Science fiction is not a genre
by look i have opinions
This has been said many times, and it should really be a trite and duh-obvious thing to say by now, but science fiction is an element of worldbuilding, not a genre. It’s true that science fiction is associated with certain genres, such as adventure fiction, preachy psychophilosophical fiction, cautionary tales about society, straight-up horror, and fiction whose primary purpose is to explore or illustrate scientific ideas. But those genres have nothing in common with each other except worldbuilding elements, and hardly anyone uses “science fiction” to refer to any particular one of them. So calling science fiction a genre is a taxonomical error. At best, the term is a marketing category, a way for potential readers to narrow down their searches.

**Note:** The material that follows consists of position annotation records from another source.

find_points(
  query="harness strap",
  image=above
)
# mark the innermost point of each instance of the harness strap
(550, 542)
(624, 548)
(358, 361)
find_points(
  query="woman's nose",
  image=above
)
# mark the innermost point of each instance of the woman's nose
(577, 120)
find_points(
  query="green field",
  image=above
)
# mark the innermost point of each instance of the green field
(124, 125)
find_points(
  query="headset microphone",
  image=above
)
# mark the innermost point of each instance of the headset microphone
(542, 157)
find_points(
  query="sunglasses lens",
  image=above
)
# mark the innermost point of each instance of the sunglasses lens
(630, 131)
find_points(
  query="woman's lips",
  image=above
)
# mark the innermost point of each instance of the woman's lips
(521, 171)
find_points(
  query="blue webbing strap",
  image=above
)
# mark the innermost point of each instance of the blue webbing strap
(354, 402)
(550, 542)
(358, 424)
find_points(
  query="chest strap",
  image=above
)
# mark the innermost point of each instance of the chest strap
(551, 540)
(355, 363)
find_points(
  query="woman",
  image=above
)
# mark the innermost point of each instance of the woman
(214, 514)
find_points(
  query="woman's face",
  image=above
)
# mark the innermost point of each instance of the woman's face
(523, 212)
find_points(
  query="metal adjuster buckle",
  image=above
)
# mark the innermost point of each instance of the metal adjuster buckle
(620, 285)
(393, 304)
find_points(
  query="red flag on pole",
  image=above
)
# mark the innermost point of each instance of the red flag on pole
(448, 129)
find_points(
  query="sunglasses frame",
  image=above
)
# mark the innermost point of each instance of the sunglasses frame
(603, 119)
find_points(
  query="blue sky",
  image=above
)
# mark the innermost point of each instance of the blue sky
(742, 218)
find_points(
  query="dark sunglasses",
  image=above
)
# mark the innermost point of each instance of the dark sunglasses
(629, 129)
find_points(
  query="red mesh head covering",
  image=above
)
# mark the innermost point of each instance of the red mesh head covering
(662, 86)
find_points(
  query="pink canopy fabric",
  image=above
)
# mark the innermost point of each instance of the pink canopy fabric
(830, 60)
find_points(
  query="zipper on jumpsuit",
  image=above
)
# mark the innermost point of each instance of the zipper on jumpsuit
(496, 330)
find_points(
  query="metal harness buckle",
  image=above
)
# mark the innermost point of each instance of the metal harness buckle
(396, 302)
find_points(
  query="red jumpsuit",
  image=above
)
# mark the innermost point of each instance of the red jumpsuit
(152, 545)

Every time I see people debating the overlap between science fiction and literary fiction, or between science fiction and great literature, this is the first thing I want to yell at them. Then I hate myself a little for being so obvious. Then I hate everybody else for making me think about something so obvious.
(All this also pretty much applies to fantasy and vampire fiction and anything else you could place under the “speculative” umbrella.)
Whether contemporary literary fiction is a genre strikes me as more open to debate. I’m inclined to think that it actually comprises two or three genres that share certain editorial values—high-quality prose, psychological/thematic depth and subtlety even at the expense of entertainment, distrust of unambiguously happy endings.